Consider a rectangular parallelepiped with size a) \(4 \times 4 \times 4\); b) \(4 \times 4 \times 3\); c) \(4 \times 3 \times 3\), made up of unit cubes. Consider the game with two players where: in one turn a player is allowed to pierce through any row with a long wire, as long as there is at least one cube in the row with no wire. The loser is the player who cannot make a move. Who would win, if the right strategy is used?
Two people take turns drawing noughts and crosses on a \(9 \times 9\) grid. The first player uses crosses and the second player uses noughts. After they finish, the number of rows and columns where there are more crosses than noughts are counted, and these are the points which the first player receives. The number of rows and columns where there are more noughts than crosses are the second player’s points. The player who has the most points is the winner. Who wins, if the right strategy is used?
A rook is on the a1 square of a chessboard. Consider the game with two players where: in one move a player can move the rook by any number of squares to the left, right or up. The winner is the player who places the rook on the square h8. Who would win, if the right strategy is used?
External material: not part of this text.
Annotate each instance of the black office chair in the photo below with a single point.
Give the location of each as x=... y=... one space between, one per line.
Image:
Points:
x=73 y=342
Prove that: \[a_1 a_2 a_3 \cdots a_{n-1}a_n \times 10^3 \equiv a_{n-1} a_n \times 10^3 \pmod4,\] where \(n\) is a natural number and \(a_i\) for \(i=1,2,\ldots, n\) are the digits of some number.
Solve the equation \(3x + 5y = 7\) in integers.
Determine all integer solutions of the equation \(3x - 12y = 7\).
Determine all the integer solutions for the equation \(21x + 48y = 6\).
Solve the equations \(x^2 = 14 + y^2\) in integers.
Solve the equation with integers \(x^2 + y^2 = 4z - 1\).
How many ways can Susan choose 4 colours from 7 different ones?